Passive Investment Growth to Distance Investors

Investors may lose the ability to influence companies for long-term gain, Hermes Investment survey in London says.
The growth in passive investment vehicles will likely reduce shareholder influence over company management in coming years, according to a survey by Hermes Investment Management, NewsNow reported.
Sixty percent of 109 institutional investors surveyed in Britain for the firm’s responsible investment survey say passive investment will have a negative impact on shareholder engagement. Another 21% say they see no importance in challenging a company over poor ESG practices.
“The growth of low-cost passive management will cause large shareholders to become distanced from many of the companies they invest in, forgo voting rights and stewardship opportunities, and thereby lose the ability to influence companies for long-term gain,” the study notes.
“If anything, however, we believe passive investors should engage more, not less.
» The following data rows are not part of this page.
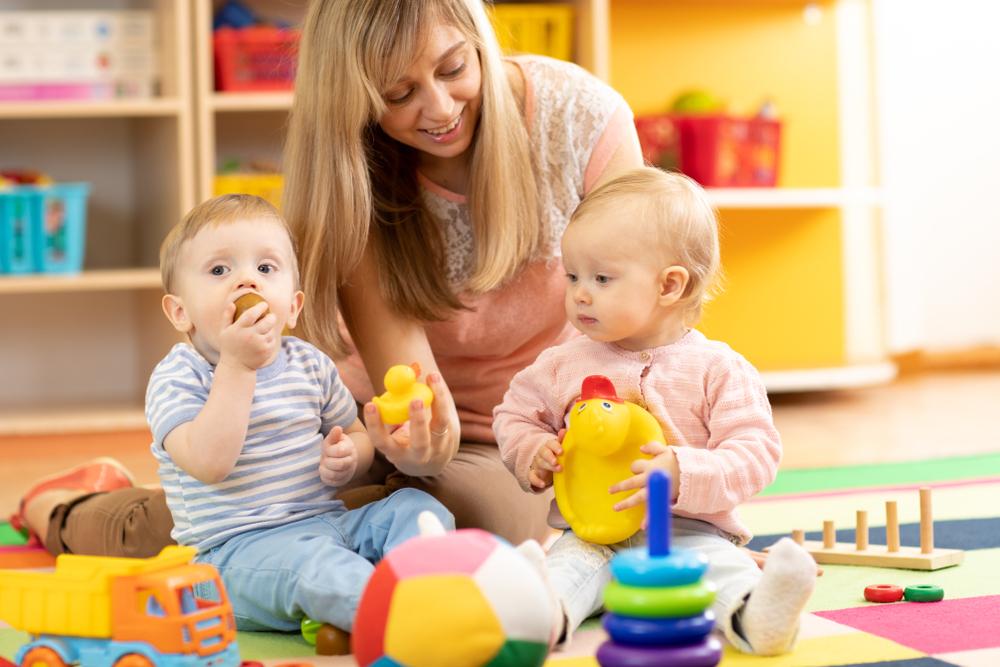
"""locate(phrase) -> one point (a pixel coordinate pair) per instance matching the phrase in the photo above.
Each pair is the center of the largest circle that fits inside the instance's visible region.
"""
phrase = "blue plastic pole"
(658, 507)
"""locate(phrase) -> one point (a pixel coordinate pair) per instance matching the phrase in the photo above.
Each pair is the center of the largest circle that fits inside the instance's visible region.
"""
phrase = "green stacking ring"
(923, 593)
(672, 602)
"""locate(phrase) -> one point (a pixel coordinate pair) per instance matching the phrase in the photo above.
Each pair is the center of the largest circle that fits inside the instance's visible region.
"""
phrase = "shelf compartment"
(151, 108)
(100, 280)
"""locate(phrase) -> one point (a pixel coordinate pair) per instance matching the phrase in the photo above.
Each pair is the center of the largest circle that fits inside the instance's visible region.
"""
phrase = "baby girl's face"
(612, 282)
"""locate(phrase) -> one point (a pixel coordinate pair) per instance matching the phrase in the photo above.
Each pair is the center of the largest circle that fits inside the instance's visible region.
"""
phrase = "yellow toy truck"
(122, 612)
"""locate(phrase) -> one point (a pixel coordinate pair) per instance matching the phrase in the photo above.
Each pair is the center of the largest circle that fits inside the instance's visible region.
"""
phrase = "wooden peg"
(891, 527)
(829, 536)
(926, 521)
(861, 531)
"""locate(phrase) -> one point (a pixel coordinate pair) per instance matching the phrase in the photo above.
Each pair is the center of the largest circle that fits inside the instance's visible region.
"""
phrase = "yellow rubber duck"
(601, 442)
(401, 389)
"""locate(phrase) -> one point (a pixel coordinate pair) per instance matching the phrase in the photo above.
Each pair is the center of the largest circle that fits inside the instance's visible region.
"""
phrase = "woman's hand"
(428, 441)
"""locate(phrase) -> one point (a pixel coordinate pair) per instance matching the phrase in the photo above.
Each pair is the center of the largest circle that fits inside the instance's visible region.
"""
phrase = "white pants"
(580, 570)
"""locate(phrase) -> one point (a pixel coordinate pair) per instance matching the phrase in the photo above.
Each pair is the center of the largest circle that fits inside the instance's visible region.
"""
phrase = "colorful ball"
(462, 598)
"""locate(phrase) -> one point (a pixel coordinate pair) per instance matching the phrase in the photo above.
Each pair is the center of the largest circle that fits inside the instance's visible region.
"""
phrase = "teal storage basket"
(19, 207)
(43, 228)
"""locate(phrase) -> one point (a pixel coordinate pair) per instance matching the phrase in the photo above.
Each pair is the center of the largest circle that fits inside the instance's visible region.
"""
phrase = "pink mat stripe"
(948, 626)
(875, 489)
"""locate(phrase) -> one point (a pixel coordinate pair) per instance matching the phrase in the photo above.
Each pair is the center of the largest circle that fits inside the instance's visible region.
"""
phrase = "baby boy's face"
(222, 263)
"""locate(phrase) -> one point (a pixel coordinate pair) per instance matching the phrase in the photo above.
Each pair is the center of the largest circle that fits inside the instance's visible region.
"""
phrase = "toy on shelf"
(249, 300)
(134, 612)
(657, 601)
(601, 442)
(461, 598)
(924, 557)
(401, 389)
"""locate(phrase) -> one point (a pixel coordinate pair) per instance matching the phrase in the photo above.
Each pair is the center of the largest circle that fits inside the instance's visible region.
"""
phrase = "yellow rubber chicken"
(601, 442)
(401, 389)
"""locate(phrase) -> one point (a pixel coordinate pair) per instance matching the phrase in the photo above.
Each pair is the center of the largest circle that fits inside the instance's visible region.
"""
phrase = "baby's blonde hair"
(222, 210)
(674, 212)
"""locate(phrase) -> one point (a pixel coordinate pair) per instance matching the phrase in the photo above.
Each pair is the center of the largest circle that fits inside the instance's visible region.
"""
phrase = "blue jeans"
(316, 567)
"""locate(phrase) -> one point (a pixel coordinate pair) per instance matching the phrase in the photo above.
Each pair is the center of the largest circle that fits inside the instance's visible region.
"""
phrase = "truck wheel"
(133, 660)
(42, 656)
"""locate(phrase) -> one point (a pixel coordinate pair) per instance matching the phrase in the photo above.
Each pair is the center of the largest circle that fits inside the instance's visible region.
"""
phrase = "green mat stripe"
(884, 474)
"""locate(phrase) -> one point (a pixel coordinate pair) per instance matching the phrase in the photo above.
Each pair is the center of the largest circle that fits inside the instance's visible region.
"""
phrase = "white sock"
(770, 618)
(560, 633)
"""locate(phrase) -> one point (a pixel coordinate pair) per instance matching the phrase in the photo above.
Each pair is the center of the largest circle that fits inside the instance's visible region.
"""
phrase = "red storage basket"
(255, 59)
(715, 150)
(728, 151)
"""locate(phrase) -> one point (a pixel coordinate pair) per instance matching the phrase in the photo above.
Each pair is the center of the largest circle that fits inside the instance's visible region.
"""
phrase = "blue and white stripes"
(298, 399)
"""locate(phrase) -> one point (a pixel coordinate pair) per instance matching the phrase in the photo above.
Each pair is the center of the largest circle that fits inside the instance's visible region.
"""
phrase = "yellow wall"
(783, 303)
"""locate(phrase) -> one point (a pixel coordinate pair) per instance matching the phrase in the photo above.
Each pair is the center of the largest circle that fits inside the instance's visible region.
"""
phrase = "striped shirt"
(299, 398)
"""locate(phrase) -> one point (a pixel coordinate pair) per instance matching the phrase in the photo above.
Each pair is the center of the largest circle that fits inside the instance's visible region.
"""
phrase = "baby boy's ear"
(173, 308)
(297, 302)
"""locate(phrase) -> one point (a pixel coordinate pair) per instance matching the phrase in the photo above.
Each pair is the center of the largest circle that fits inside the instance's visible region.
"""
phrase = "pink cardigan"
(709, 400)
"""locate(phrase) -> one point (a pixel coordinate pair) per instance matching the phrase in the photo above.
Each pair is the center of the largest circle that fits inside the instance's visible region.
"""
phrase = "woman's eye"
(454, 71)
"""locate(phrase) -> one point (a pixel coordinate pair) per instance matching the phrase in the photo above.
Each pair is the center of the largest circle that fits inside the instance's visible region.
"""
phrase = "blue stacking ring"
(635, 631)
(635, 567)
(704, 654)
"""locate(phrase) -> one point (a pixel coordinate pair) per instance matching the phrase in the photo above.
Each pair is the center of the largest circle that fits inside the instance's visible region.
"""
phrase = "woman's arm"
(385, 338)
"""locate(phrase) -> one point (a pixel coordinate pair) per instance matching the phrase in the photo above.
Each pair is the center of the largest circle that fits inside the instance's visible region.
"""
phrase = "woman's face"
(435, 106)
Engagement is the only tool passive investors have to improve the value and manage the risk of the companies they invest in.”
The study also shows that 65% of respondents do not consider it important to examine ESG practices within the supply chain of a company they invest in, and less than half believe companies with a strong focus on ESG issues produce better long-term results for investors.
But 67% of respondents say significant ESG risks with financial implications justify rejecting an otherwise attractive investment opportunity, and 66% predict that pension funds will reject an increasing number of opportunities in the future due to ESG-related issues.